5: Over-valued and overpaid talents
Sometimes, during post recruitment process, we realise that we are paying people too much. To manage this risk, management should perform continuous salary surveys and benchmark themselves in the marketplace. Hiring managers and recruiters can also strengthen their assessment skills in order to get the correct valuation of an applicant.
Recruiters should also upgrade their negotiation skills with candidates and be creative in proposing a less expensive solution to applicants. Companies also need to perform reference and background checks of the candidates particularly with regard to their current compensation and benefit, avoiding any inflated wage disclosed by applicant.
6: Employer branding
Having a negative employer brand destroys a company’s ability to attract and pull good talents to the organisation. I have seen many times with clients, when talents have a negative perception about the company or their leaders and it can take months or years to recover the situation.
Companies need to set their communication strategy and determine the right channel to convey the Employee Value Proposition (EVP), corporate culture and business direction to potential applicants. Companies often work to share the EVP with their junior staff, but do not put in sufficient effort to do this with their middle and upper management grade.
Ask staff/leaders to share their successful career story in the company as this will provide a vivid example which will inspire more talent to join the organisation.

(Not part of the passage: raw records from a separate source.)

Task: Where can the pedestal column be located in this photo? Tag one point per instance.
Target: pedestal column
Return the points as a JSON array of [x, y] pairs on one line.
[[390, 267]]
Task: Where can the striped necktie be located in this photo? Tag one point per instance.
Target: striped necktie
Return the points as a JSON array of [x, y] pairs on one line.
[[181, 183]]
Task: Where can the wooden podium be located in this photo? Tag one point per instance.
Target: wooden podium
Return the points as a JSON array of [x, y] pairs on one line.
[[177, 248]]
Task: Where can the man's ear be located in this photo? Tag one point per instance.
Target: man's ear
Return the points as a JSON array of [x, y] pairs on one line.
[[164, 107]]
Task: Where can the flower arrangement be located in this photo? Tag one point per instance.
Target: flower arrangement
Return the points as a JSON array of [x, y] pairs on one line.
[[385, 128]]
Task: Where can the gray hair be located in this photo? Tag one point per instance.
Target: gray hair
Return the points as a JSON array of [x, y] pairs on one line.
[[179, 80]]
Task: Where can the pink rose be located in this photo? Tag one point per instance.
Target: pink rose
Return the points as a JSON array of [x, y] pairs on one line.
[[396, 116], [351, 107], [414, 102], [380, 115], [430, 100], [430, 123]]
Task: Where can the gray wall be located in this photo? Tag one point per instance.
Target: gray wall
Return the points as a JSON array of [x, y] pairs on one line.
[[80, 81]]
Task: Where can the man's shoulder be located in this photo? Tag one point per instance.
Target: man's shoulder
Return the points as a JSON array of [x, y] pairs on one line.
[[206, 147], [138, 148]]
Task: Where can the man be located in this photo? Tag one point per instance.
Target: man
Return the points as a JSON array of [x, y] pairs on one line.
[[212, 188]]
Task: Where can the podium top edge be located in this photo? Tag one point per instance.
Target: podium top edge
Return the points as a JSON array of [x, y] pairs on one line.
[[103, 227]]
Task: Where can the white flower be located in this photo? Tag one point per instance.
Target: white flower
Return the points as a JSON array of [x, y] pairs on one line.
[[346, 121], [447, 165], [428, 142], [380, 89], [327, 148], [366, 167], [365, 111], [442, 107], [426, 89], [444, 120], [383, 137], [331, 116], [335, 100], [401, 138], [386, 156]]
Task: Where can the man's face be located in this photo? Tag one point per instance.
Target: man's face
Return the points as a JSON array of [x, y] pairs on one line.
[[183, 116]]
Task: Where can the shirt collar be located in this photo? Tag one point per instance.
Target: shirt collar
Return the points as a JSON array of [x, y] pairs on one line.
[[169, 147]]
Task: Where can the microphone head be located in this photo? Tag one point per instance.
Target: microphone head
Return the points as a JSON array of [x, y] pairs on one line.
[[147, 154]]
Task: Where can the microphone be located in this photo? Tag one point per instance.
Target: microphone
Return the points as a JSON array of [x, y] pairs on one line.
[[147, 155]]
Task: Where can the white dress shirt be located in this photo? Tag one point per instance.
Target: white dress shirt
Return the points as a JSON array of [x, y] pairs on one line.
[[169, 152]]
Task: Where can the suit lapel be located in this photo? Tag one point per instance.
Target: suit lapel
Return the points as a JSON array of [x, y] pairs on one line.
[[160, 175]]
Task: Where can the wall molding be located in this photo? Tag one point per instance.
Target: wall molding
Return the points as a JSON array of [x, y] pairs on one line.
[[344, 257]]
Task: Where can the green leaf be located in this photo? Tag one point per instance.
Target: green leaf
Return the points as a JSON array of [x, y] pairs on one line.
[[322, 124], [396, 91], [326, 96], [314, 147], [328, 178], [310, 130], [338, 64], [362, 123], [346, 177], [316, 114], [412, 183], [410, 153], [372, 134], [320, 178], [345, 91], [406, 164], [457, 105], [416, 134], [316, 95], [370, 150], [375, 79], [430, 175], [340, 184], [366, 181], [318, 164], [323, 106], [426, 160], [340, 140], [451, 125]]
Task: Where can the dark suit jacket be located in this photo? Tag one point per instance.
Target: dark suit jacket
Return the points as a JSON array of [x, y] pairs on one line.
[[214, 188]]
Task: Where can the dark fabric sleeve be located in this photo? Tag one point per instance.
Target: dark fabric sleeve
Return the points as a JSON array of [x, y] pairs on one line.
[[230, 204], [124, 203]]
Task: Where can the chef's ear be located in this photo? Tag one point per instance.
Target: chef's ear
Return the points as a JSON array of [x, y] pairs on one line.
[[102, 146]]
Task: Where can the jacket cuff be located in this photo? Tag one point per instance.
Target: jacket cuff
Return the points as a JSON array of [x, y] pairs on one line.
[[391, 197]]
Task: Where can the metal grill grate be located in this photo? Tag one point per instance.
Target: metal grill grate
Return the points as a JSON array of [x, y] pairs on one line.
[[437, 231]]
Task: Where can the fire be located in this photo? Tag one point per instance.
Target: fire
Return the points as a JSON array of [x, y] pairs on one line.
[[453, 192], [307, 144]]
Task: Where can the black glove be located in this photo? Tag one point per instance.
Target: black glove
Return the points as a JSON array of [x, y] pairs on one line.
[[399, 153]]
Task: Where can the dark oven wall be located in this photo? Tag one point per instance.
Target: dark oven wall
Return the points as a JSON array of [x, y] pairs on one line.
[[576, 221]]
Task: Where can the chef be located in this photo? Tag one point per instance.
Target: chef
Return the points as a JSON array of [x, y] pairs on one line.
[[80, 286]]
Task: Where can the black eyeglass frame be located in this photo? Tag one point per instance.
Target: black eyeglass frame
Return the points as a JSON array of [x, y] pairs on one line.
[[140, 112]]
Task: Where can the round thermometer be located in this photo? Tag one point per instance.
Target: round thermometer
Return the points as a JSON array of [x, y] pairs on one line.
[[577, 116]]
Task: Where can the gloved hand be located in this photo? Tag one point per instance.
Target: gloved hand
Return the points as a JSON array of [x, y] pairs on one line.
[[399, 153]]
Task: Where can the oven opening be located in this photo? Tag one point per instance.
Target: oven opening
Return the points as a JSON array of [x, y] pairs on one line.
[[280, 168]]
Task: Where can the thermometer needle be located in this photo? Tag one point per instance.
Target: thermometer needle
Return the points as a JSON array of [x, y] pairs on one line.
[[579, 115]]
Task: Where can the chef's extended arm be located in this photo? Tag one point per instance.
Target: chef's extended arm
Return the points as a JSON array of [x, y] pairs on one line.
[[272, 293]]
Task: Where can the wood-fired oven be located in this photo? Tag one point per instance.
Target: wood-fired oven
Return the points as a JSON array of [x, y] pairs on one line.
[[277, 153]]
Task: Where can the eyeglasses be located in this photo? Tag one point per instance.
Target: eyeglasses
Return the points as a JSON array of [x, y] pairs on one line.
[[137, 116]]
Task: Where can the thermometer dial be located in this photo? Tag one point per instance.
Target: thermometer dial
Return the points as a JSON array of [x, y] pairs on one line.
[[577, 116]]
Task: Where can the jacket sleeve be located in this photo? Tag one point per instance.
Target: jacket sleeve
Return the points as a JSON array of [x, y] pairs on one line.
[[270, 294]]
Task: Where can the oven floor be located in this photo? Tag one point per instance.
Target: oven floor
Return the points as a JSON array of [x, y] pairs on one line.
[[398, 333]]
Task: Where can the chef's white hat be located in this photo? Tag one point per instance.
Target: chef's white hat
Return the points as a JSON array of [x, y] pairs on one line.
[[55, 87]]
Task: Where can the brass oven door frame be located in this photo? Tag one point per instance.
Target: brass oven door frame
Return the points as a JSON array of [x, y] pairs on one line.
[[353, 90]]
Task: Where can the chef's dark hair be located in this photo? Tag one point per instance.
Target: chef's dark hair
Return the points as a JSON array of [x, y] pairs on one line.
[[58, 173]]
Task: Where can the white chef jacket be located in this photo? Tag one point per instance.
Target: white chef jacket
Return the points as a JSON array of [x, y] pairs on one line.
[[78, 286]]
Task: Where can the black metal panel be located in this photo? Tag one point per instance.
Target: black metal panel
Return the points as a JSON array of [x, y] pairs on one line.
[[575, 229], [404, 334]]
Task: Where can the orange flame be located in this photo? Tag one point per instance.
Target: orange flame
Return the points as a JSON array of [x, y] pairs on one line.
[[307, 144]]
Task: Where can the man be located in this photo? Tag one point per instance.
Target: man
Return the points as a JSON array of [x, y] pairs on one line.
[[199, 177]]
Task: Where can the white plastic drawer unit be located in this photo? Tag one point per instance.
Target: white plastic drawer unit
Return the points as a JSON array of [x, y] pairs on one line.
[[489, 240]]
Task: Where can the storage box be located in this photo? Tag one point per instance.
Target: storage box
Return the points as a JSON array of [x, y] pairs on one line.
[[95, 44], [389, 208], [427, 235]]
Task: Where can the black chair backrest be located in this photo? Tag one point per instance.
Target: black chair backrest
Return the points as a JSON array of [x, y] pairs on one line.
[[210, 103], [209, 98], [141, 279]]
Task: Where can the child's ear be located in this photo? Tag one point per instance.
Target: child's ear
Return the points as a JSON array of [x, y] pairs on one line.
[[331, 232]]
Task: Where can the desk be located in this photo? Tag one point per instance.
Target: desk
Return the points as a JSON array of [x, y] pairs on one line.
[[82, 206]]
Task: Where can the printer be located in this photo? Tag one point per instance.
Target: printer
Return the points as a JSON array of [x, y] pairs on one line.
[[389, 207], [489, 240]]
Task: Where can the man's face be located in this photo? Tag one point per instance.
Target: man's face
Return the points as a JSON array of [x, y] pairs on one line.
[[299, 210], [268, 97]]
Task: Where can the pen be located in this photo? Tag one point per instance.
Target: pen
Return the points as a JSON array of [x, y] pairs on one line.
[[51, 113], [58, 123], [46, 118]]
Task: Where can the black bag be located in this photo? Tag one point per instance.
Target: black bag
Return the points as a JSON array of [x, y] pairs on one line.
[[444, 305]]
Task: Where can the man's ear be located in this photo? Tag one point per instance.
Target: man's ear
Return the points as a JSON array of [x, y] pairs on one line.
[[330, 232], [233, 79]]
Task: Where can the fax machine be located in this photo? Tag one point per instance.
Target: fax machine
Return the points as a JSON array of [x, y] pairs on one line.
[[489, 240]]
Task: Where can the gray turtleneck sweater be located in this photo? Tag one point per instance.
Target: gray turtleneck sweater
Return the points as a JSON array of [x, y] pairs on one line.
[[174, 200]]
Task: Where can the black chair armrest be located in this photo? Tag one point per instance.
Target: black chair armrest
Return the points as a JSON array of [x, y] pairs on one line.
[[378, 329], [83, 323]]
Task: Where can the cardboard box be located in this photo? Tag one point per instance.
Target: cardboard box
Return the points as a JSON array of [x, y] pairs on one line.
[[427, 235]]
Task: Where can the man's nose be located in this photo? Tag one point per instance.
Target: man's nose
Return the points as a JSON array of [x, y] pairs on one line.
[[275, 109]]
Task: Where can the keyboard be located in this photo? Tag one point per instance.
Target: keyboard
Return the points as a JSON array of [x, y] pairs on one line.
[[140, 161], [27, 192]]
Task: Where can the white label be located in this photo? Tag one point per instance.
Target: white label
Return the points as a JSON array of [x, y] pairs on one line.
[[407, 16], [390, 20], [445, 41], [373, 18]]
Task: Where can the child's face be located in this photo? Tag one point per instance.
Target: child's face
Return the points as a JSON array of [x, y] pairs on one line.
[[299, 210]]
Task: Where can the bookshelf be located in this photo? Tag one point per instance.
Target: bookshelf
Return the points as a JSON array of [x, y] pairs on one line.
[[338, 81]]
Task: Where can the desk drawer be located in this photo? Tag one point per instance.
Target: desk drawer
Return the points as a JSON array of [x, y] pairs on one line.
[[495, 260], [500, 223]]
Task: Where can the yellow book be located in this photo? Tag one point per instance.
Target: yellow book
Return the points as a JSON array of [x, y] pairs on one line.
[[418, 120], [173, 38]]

Companies must also treat all applicants professionally. This shall be applicable to every part of the recruitment chain, when appoaching people, receiving CVs, interviewing, negotiating and closing deals. If you have to reject an applicant, do it professionally – send a formal email or call them if necessary. People will share how they are treated by employer during recruitment process to others while small, negative issues can go viral.
7: Legal risk related with employment
The wrong recruitment process might lead to legal issues. Companies need to fully understand about the applicable labour law and other associated regulation. Employers need to ensure the employment contract is aligned with present labour law. If you are a regional recruiter you need to understand the applicable law in the country you are hiring in, work together with local lawyers who can highlight the applicable regulation for you.
In a situation where a legal risk is identified, your process should raise a ‘yellow or red flag’. By learning from this process we can gradually recognise employees who carry legal exposure for the company and employer from the start. For example, an employee who has a covenant in their employment agreement with their previous employer not to join their competitor, but choose not disclose to potential employer might create legal exposure in the future. We had better tackle this quickly.